A/N: Not quite sure what to say, actually. Writing is not easy, and it's been long. Please don't be too hard on me. I'm trying. Please give me a chance :)
Disclaimer: Most unfortunately, I do not own Harry Potter, nor anything recognisable from the books/films. No profit is made from this fic. I write for fun.
There is nothing we like to communicate with others more than the seal of secrecy, together with what lies under it.—Friedrich Nietschze.
She'd never been quite sure as to why she'd chosen this particular profession, when there were so many other options open to her. But she'd wanted a challenge, and as much as people told her to do something with that brain of hers, that hadn't really felt like one; or, in any case, not the one she'd been looking for. Besides, after all that had happened, in a way this only felt right.
He was dark. He was vicious. He was feared, awed, and hated, and very much out of bounds.
Cell block 12 was notorious, even within the walls of Azkaban itself. It was said that the cells' occupants had haunted faces, and made sounds that were inhuman and unbearable to hear. It was also said that they were dangerous, and that their ghosts would come back to haunt the place forever.
Prologue
It was a cloudy Monday that seemed to be promising nothing special for the entire rest of the week. It was those days that made her wonder what on earth she was doing here. Surely there had to be something more exciting out there to fill her days with?

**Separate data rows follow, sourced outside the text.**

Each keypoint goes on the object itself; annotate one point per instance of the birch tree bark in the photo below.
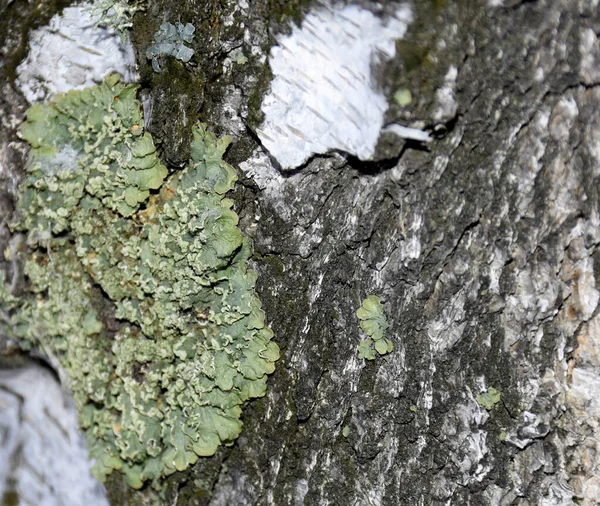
(482, 245)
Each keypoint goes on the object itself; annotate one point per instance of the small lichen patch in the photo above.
(159, 372)
(489, 399)
(169, 41)
(374, 324)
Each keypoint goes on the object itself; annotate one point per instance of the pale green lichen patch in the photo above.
(489, 399)
(374, 324)
(160, 381)
(170, 40)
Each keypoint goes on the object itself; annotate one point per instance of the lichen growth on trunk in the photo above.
(145, 300)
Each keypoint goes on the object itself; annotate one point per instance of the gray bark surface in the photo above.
(482, 245)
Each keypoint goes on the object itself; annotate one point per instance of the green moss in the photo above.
(166, 385)
(374, 324)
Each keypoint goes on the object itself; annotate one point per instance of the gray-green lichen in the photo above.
(117, 14)
(489, 399)
(169, 41)
(374, 324)
(159, 372)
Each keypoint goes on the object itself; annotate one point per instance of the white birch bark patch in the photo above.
(323, 96)
(72, 53)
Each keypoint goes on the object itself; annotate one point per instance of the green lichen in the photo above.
(159, 372)
(374, 324)
(489, 399)
(169, 41)
(117, 14)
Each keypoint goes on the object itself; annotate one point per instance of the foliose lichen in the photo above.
(489, 399)
(169, 41)
(117, 14)
(374, 324)
(145, 299)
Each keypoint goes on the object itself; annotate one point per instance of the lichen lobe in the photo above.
(191, 345)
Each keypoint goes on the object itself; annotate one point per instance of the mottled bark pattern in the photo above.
(483, 246)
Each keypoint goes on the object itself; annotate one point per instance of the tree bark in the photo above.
(482, 245)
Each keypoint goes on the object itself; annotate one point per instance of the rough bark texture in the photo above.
(482, 246)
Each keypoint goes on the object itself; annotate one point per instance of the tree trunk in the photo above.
(481, 244)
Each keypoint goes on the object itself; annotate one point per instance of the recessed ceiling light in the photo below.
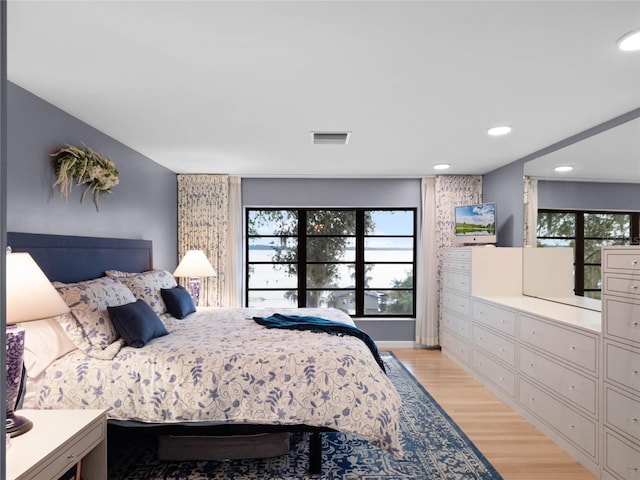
(499, 130)
(630, 42)
(330, 138)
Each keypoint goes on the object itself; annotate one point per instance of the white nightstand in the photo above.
(58, 440)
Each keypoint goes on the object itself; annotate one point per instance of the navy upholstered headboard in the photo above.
(67, 259)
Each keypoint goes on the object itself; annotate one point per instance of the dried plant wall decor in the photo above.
(82, 166)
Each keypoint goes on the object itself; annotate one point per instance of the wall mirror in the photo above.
(605, 177)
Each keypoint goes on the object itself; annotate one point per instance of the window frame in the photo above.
(579, 239)
(359, 262)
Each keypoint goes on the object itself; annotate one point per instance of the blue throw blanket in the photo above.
(318, 324)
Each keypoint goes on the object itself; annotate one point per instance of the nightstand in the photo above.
(59, 440)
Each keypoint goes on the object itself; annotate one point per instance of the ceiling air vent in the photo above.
(330, 138)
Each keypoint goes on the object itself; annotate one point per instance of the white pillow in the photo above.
(44, 343)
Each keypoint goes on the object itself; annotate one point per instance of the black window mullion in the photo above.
(302, 258)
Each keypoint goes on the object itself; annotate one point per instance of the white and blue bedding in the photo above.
(218, 365)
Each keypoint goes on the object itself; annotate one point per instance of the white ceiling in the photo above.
(235, 87)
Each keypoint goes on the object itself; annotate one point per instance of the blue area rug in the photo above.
(434, 448)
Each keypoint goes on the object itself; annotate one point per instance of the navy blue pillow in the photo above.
(178, 301)
(136, 323)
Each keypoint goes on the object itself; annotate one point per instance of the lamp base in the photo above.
(194, 289)
(17, 425)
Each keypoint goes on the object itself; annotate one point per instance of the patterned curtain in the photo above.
(530, 211)
(204, 224)
(440, 196)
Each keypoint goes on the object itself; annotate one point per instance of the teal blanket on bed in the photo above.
(319, 324)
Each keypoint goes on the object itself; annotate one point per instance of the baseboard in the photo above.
(396, 344)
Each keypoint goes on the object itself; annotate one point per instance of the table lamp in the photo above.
(194, 265)
(29, 296)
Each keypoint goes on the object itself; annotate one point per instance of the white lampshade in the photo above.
(30, 295)
(195, 264)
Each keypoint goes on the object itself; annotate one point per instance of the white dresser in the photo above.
(621, 362)
(541, 358)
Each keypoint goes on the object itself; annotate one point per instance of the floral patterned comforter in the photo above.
(219, 365)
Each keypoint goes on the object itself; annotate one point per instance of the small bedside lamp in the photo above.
(194, 265)
(29, 296)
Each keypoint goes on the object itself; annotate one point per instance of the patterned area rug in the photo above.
(434, 448)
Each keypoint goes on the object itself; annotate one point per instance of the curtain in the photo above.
(440, 195)
(206, 223)
(530, 211)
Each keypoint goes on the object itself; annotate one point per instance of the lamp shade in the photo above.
(30, 295)
(195, 264)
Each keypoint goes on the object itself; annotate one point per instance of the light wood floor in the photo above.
(515, 448)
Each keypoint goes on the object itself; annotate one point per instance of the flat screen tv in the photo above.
(476, 223)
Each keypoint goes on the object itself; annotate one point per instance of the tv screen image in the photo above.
(476, 223)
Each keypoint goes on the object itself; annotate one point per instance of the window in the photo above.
(587, 232)
(361, 261)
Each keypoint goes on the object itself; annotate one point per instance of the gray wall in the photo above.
(589, 196)
(288, 192)
(142, 206)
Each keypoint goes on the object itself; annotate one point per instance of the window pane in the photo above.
(385, 222)
(273, 249)
(388, 249)
(607, 225)
(389, 275)
(399, 302)
(272, 275)
(331, 222)
(344, 300)
(556, 224)
(273, 299)
(331, 249)
(330, 275)
(272, 222)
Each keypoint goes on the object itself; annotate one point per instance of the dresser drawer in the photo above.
(456, 265)
(498, 374)
(458, 325)
(456, 347)
(494, 344)
(624, 260)
(495, 317)
(579, 349)
(623, 366)
(578, 429)
(626, 285)
(460, 282)
(621, 457)
(623, 412)
(456, 303)
(572, 386)
(623, 320)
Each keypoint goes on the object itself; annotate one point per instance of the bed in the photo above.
(215, 370)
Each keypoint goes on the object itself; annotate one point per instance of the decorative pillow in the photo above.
(147, 285)
(118, 273)
(88, 302)
(137, 323)
(179, 302)
(44, 343)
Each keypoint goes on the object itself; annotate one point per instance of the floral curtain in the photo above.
(530, 211)
(205, 222)
(440, 196)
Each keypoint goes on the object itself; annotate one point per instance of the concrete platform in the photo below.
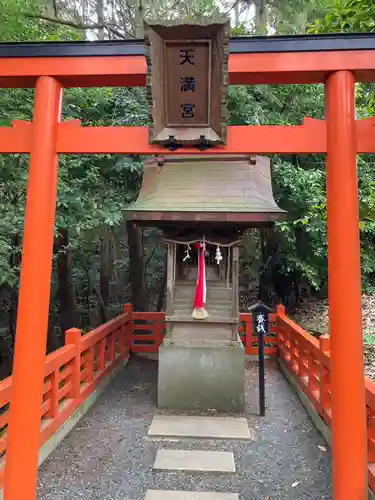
(194, 460)
(200, 427)
(201, 375)
(188, 495)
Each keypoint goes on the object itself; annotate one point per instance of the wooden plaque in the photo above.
(187, 80)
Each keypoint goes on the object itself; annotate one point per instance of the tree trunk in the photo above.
(105, 272)
(15, 262)
(136, 267)
(68, 317)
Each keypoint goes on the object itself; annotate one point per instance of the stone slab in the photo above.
(200, 427)
(194, 460)
(201, 375)
(189, 495)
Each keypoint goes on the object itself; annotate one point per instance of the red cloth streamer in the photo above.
(200, 291)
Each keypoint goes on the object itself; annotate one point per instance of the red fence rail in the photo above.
(71, 374)
(308, 360)
(148, 330)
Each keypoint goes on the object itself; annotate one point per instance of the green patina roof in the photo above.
(207, 184)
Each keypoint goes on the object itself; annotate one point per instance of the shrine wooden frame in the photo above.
(337, 61)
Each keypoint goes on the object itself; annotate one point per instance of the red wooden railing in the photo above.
(148, 329)
(71, 374)
(308, 360)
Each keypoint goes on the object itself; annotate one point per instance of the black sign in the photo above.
(260, 319)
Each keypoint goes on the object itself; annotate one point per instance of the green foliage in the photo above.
(345, 16)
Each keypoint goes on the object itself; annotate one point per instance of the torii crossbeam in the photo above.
(338, 61)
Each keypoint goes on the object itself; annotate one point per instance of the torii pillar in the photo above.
(345, 305)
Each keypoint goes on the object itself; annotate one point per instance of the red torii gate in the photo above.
(336, 61)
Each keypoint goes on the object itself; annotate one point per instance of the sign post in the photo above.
(260, 316)
(187, 80)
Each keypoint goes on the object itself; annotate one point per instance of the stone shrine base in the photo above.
(201, 375)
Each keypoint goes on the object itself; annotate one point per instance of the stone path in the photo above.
(115, 452)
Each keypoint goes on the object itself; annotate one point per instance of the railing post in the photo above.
(53, 412)
(325, 342)
(280, 310)
(128, 329)
(73, 337)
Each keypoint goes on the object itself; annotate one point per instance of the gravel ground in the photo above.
(108, 456)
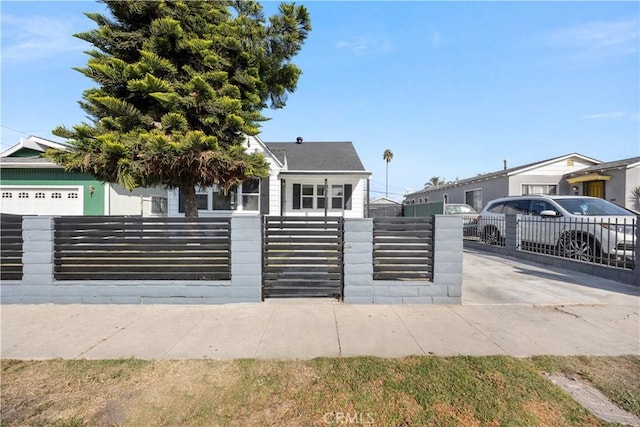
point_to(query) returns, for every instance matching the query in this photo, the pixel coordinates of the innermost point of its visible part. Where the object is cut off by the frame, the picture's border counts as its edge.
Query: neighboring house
(543, 177)
(384, 207)
(32, 185)
(613, 181)
(305, 179)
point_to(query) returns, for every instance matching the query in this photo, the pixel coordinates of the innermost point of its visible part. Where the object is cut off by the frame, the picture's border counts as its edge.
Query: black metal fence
(11, 247)
(592, 240)
(600, 240)
(403, 248)
(302, 257)
(119, 248)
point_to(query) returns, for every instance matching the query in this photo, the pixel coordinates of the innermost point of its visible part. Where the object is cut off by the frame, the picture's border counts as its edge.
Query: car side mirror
(549, 214)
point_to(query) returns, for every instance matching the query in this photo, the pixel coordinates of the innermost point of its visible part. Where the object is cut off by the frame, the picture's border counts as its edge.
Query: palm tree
(387, 156)
(634, 198)
(436, 181)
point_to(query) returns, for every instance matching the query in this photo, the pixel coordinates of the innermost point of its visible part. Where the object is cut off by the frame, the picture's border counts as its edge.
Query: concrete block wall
(38, 285)
(445, 288)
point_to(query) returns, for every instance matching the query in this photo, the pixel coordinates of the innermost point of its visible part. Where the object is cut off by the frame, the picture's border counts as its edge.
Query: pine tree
(179, 86)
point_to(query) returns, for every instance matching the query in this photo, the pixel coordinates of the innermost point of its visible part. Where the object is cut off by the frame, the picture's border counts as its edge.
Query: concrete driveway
(493, 280)
(509, 307)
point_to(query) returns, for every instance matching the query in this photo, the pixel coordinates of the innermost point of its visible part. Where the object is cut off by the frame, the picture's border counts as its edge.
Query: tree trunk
(190, 201)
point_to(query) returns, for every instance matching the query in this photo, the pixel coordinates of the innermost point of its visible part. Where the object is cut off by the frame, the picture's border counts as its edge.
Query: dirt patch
(447, 414)
(543, 412)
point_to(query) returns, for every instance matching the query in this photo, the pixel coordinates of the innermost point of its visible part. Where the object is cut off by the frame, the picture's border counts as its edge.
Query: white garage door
(27, 200)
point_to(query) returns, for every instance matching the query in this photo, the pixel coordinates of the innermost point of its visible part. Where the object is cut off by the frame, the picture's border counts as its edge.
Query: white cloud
(596, 42)
(35, 38)
(366, 45)
(613, 115)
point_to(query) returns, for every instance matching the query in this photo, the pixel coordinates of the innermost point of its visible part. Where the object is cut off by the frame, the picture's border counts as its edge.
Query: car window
(583, 206)
(518, 207)
(538, 206)
(496, 207)
(459, 209)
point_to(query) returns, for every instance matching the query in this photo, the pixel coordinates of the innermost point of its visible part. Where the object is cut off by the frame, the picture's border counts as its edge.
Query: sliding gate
(302, 257)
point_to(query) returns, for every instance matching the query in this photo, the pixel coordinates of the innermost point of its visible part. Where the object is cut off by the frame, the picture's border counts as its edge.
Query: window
(158, 205)
(517, 207)
(474, 199)
(528, 189)
(320, 196)
(307, 197)
(538, 206)
(496, 207)
(310, 196)
(337, 196)
(203, 198)
(211, 198)
(251, 195)
(221, 201)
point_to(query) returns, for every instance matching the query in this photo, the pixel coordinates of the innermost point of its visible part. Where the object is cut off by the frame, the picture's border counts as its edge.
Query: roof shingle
(317, 156)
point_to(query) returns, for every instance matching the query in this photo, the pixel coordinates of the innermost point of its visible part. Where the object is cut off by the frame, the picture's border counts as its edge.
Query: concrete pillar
(246, 259)
(448, 258)
(358, 260)
(637, 266)
(512, 233)
(37, 259)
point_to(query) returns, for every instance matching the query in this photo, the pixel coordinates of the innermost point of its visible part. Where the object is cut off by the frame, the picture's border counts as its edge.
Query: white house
(305, 179)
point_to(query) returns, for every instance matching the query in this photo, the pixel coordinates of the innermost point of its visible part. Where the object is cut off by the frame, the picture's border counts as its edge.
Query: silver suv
(578, 227)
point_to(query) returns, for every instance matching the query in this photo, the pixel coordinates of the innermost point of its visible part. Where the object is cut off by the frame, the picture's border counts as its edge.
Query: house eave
(30, 165)
(362, 174)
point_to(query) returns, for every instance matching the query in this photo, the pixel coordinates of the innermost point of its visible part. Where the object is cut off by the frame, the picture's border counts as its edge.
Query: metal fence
(489, 230)
(302, 256)
(593, 240)
(120, 248)
(403, 248)
(599, 240)
(11, 247)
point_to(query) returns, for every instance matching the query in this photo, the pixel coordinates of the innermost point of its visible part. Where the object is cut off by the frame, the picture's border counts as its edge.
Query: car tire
(579, 247)
(491, 236)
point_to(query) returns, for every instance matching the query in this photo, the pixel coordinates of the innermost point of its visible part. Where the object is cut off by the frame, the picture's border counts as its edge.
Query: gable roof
(506, 172)
(383, 201)
(317, 156)
(32, 143)
(617, 164)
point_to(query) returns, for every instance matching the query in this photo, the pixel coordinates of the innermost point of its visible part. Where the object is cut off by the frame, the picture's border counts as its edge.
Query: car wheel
(491, 235)
(578, 247)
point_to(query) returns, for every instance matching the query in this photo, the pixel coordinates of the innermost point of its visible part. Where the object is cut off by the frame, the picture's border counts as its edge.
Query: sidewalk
(586, 319)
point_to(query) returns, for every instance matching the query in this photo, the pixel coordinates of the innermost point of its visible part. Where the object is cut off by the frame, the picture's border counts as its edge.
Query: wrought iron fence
(490, 230)
(593, 240)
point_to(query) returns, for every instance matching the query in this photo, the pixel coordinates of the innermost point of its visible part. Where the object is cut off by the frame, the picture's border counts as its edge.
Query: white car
(578, 227)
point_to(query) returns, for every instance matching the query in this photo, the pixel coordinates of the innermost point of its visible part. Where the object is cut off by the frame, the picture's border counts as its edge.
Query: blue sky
(452, 88)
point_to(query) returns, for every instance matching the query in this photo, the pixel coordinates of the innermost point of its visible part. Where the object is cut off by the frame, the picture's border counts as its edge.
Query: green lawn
(445, 391)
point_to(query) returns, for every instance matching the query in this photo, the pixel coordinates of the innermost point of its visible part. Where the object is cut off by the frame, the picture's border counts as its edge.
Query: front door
(594, 189)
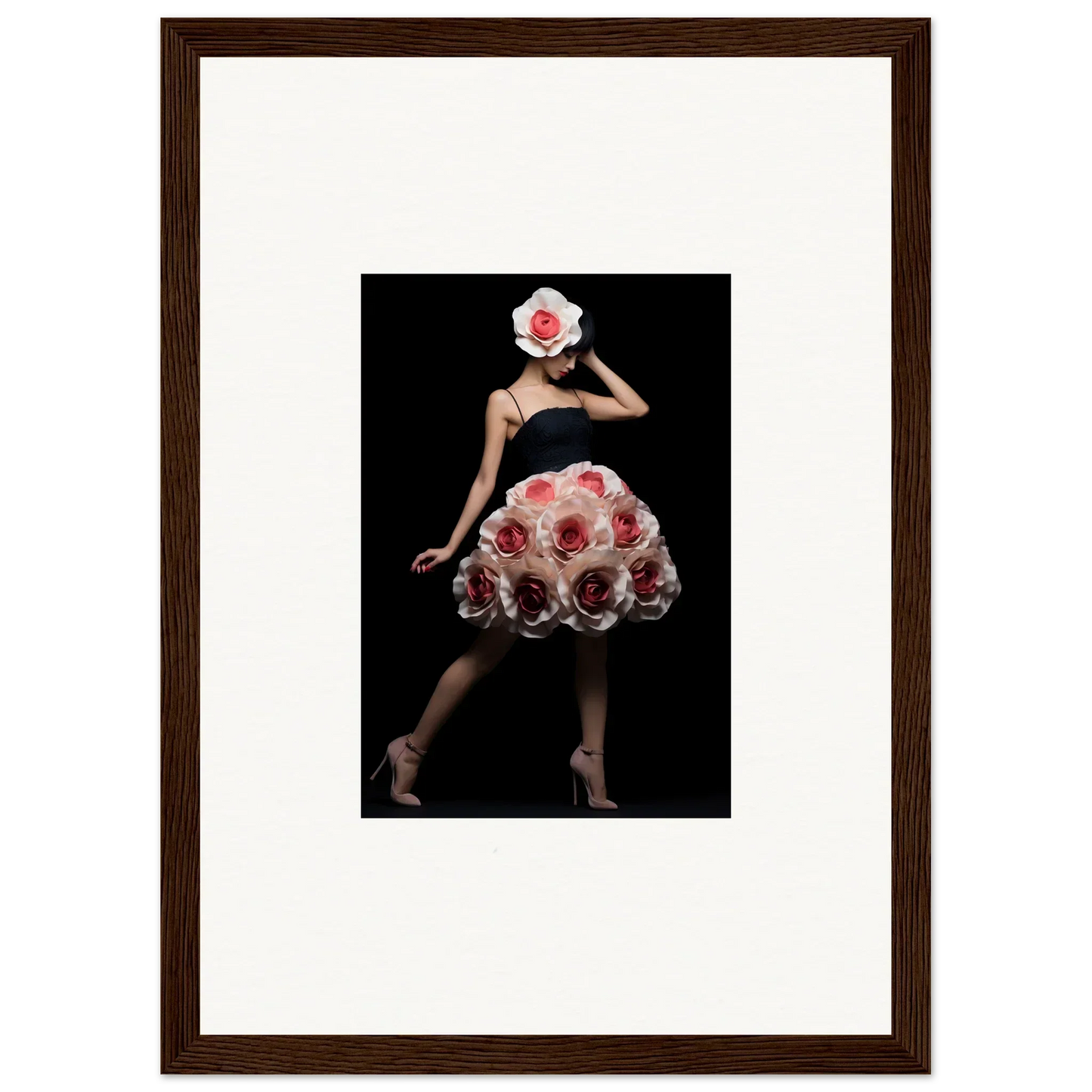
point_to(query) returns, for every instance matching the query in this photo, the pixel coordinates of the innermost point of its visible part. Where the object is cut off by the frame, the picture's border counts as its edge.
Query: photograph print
(546, 481)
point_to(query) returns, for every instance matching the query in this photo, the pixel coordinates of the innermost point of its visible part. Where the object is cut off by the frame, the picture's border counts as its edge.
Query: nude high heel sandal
(581, 768)
(394, 750)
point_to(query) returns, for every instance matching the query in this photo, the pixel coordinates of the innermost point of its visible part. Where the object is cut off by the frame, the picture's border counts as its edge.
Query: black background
(434, 348)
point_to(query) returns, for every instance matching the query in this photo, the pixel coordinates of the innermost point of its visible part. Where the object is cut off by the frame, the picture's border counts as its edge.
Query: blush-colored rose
(572, 524)
(510, 539)
(593, 590)
(655, 581)
(627, 529)
(593, 481)
(571, 537)
(601, 481)
(480, 589)
(546, 323)
(476, 589)
(509, 533)
(540, 491)
(633, 523)
(544, 326)
(531, 595)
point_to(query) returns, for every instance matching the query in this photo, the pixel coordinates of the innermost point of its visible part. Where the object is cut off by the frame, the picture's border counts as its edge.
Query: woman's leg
(456, 682)
(592, 701)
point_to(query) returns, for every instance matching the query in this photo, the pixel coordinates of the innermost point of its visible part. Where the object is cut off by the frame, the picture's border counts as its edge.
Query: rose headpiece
(546, 323)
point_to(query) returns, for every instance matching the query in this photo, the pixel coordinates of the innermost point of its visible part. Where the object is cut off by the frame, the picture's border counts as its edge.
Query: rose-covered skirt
(574, 547)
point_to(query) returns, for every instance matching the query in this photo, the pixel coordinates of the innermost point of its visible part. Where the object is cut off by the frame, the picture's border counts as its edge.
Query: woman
(571, 546)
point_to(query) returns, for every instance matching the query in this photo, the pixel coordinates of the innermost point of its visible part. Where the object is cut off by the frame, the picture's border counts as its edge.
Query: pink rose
(627, 529)
(571, 525)
(596, 591)
(546, 323)
(645, 579)
(633, 522)
(511, 539)
(476, 589)
(532, 595)
(593, 481)
(535, 493)
(540, 490)
(593, 590)
(529, 596)
(544, 326)
(571, 535)
(599, 481)
(480, 589)
(508, 534)
(655, 582)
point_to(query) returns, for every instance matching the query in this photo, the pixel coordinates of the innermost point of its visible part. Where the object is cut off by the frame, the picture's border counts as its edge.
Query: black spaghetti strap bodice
(555, 438)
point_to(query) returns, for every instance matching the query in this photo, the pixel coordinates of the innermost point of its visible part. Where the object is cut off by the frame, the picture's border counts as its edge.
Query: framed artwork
(546, 415)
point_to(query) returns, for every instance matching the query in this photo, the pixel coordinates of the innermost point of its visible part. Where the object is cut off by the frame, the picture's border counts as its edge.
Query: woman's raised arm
(626, 403)
(497, 416)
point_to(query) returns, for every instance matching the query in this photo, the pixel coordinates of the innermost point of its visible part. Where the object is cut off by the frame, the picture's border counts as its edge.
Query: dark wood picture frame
(183, 43)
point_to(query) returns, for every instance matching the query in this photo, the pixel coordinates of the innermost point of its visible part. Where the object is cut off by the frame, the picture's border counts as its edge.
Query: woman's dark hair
(586, 336)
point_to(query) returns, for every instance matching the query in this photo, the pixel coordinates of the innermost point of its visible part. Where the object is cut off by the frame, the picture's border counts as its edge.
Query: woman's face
(559, 366)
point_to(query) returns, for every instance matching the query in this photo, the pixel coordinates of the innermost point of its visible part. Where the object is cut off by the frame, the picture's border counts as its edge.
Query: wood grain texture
(179, 480)
(545, 37)
(183, 43)
(911, 633)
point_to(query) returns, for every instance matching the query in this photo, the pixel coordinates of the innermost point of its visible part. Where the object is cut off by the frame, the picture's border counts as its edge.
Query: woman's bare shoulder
(500, 400)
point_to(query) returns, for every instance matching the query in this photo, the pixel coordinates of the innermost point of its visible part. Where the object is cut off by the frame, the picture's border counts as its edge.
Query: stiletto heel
(394, 750)
(578, 763)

Usually she would rationalise with herself that every job had less likeable tasks, and even a part of her had chosen this over being an Auror because it involved less action. She'd thought herself to have seen enough action for a lifetime, too much for one person to take; yet when the obvious war had finally been over, there had been a lot of cleaning up to do—that was, rebuilding every place destroyed; chasing after the Death Eaters that had still been on the run; and all the while taking care of the dead, remembering them, giving them proper burials, mourning them. It had probably been tougher than the war itself.
And yet she had literally went for condemnation, in a way. The job had been done, the Wizarding World had been rebuilt as much as could have been managed in the time they'd been given, and while her two best friends stayed where they were, content (happy, almost) with the idea of an action-filled life, she'd quit without any idea of whatever she wanted to do.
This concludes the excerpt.